Every outage makes IT look bad !

Running an IT system is difficult: whenever an outage is popping up, IT department is looking bad in front of its customer, very often looking for the guilty one. This natural inclination to finger pointing has to be fought as much as possible: it is not improving the relationship with the customer and not improving the system either. No need to say that, from a management point of view, this is creating even more damages: by definition, people are making mistakes and finger pointing will encourage them to cover their position or even to hide facts.
Everyone has been confronted with this very annoying situation in which the whole system is down but every sub component is working fine! This is a typical situation where looking good as an individual is more important than solving the issue the company is facing. Therefore everyone is defending himself instead of collaborating for solving the issue.

Finger pointing does not help solving an issue !

This finger pointing behaviour is generating fear and angst which are blocking any improvement process. Who would be keen on changing something which may generate a problem? Even worse, very often people are hiding failures making it impossible to identify the root cause.
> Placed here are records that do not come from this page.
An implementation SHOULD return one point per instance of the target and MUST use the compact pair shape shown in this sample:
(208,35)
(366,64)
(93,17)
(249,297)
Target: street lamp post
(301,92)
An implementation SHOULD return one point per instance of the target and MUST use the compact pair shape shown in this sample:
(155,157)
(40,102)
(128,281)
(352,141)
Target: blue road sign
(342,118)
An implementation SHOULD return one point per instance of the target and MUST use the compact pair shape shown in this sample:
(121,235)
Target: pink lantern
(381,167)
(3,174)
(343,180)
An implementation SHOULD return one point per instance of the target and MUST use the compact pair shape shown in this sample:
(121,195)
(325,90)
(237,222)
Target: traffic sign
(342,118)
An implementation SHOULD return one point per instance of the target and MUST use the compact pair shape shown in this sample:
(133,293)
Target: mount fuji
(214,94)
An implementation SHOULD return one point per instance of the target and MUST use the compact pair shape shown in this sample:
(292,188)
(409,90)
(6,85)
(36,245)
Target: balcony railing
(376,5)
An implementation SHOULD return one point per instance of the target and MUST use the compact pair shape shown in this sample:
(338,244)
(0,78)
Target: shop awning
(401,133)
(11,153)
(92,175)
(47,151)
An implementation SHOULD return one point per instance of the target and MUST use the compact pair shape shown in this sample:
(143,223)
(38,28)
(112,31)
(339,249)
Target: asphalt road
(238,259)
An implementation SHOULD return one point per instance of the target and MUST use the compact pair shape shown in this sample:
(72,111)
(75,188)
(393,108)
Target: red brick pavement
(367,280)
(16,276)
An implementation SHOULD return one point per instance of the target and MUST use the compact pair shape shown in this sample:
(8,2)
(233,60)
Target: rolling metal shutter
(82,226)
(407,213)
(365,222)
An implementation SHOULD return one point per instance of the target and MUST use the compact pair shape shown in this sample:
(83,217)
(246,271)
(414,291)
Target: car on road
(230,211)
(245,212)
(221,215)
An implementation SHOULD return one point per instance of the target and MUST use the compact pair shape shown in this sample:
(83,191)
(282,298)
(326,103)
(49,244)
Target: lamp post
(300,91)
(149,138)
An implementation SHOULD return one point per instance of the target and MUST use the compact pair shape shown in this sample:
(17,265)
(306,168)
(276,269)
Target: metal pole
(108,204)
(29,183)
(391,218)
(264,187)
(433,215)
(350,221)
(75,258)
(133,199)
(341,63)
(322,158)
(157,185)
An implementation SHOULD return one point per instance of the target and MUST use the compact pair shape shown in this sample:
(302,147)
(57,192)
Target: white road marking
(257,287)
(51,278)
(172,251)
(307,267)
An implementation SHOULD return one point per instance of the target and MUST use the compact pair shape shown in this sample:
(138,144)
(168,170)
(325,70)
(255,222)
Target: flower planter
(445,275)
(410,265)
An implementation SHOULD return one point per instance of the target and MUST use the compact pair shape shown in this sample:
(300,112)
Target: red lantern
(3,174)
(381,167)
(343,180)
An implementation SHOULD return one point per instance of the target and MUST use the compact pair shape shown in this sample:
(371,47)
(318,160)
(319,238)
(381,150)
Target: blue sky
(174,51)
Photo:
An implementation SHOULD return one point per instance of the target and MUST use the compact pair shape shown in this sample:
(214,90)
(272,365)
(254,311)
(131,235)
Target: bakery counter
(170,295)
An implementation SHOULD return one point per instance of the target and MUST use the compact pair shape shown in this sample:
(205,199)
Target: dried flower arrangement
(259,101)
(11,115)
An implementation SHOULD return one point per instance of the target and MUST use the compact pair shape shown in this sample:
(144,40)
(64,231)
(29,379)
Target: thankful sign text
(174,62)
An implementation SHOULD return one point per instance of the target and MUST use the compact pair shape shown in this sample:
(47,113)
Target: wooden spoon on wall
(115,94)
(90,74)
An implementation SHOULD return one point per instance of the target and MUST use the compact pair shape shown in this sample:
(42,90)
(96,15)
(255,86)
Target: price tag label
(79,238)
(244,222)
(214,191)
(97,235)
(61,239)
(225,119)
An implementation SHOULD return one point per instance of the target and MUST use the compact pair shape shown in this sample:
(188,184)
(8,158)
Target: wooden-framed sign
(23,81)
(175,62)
I am sure this will ring a bell for many of us: how much time have we spent trying to understand implausible arguments that were trying to hide evidences?
Another negative impact of this kind of lack of trust is that IT tends to fix immediately the outage, overreacting to prove how good it is: “of course, we had an outage but it has been fixed immediately… !”
All these trends are tending to hide or at least not to analyse the root causes of the faced outage, therefore, no improvement is then possible and those outages will occur repeatedly.

Are we sure this will not happen again ?

There is only one question which really matters: "Are we sure this will not happen again?". If this question is enforced by management and users, the focus move dramatically to understanding the root causes and improving the system
IT chains are complex, made of hundreds of components chained one after the other, therefore an outage may come from a root cause which is quite far from the faulty component. First level analysis is definitely not sufficient. Encouraging a deep analysis is not only mandatory to improve the overall reliability but is also breaking the vicious circle of suspicious relationships leading to better efficiency.